Hi gmattester,
I feel the urge to reply to a few of your points:
ad1) I doubt the validity of this statement, why would GMAC use an inferior product for the actual test? Agreed, there is a certain number of questions that do not count towards your actual score on the actual GMAT, but those are needed as GMAC needs to refresh it's question pool every 31 days and needs to pretest new questions. However, I have not seen any evidence that GMATprep counts all questions asked. Until you do know both scoring algorithms, this statement is unfortunately unqualified.
ad2) Ok, I agree with you here, you take the exam more often and likely your score will fall in something like a 'personalized' gaussian distribution. But what does that really help you with for the B-school admissions process? If you have taken the exam 3+times, I'd bet you that adcom will question why you have done so. Again, experimental question play no role in any of this!
ad3) Again, what is the relevance if most business schools will tell you that taking the GMAT 3+ times tells them that you lack the ability to prepare efficiently and misjudge your own preparedness. There is no luck involved here, just like roulette: let's say you answered a 650 level question correctly, the program will throw you a 700level question let's say. You are right that question could be discrete probability (which you suck at) or it could be a tricky geometry question (which you are awesome at), so you feel like maybe you get lucky with a question or two, but with a truly adaptive test, it will randomly pick from the pool of questions that are appropriate for that level. Again true, there are certain concepts that will receive more questions than others, but those relative distributions are known, thus you train for them. No luck involved here in my opinion.
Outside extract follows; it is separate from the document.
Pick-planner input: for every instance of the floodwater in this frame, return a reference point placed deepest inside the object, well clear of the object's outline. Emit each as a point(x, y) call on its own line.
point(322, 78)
ad4) Sure if you run into an RC section that you have background knowledge in it will help you tremendously! I ran into this quite frequently in my prep with RC practice sessions, coincidentally though I did not have this advantage on the real exam. However, in my opinion I just as well could have. So again, in my opinion this was random, but I suppose it could be perceived as luck/bad luck. But let me point out another factor to you, math is a universal language and many people with very limited English skills will be able to perform extraordinarily on the GMAT quantitative section, but they will fail miserably in the verbal question. While you may argue the SC questions are no more than applying the rules of grammar (similar to mathematical principals) to a problem set, you first need to develop a sound understanding of the English language. Something that takes most of us years. Let's not even go into the command of English you need for the RC or CR questions, it is apparent that the average non-native English speaker is at a disadvantage here. Again, Luck will do you no good in this situation, it is practice and practice and more practice.
Brings me to my point Numero Uno:
The GMAT is a very 'trainable' exam, however it does require a certain foundation (!) of elementary mathematical concepts and more importantly a comprehensive (!) command of the English language. In my opinion this is clearly reflected in the overall importance of the verbal score for the composite score where with let's say a xx percentile quantitative score and a yy percentile verbal score with xx<yy you will end up with a higher score compared to a yy percentile quantitative score and a xx percentile verbal score.
I suppose my bottom line is: Having luck/bad luck on the GMAT is a misconception.